Self-supervised Deep Unrolled Model with Implicit Neural Representation Regularization for Accelerating MRI Reconstruction

Magnetic resonance imaging (MRI) is a vital clinical diagnostic tool, yet its application is limited by prolonged scan times. Accelerating MRI reconstruction addresses this issue by reconstructing high-fidelity MR images from undersampled k-space measurements. In recent years, deep learning-based methods have demonstrated remarkable progress. However, most methods rely on supervised learning, which requires large amounts of fully-sampled training data that are difficult to obtain. This paper proposes a novel zero-shot self-supervised reconstruction method named UnrollINR, which enables scan-specific MRI reconstruction without external training data.
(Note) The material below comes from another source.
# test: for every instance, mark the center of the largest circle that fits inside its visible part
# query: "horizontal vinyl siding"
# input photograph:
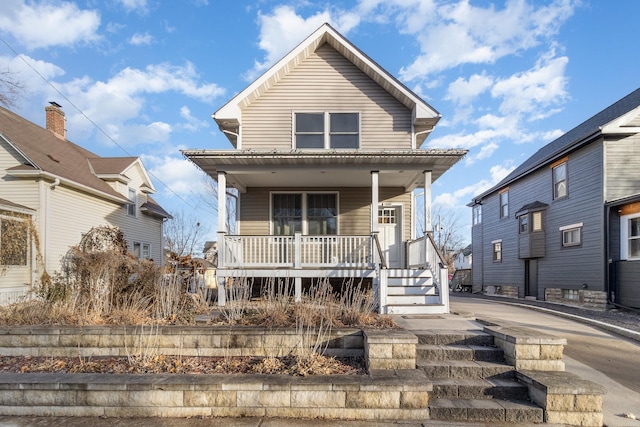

UnrollINR adopts a physics-guided unrolled reconstruction architecture and introduces implicit neural representation (INR) as a regularization prior to effectively constrain the solution space. This method overcomes the local bias limitation of CNNs in traditional deep unrolled methods and avoids the instability associated with relying solely on INR's implicit regularization in highly ill-posed scenarios. Consequently, UnrollINR significantly improves MRI reconstruction performance under high acceleration rates. Experimental results show that even at a high acceleration rate of 10, UnrollINR achieves superior reconstruction performance compared to supervised and self-supervised learning methods, validating its effectiveness and superiority.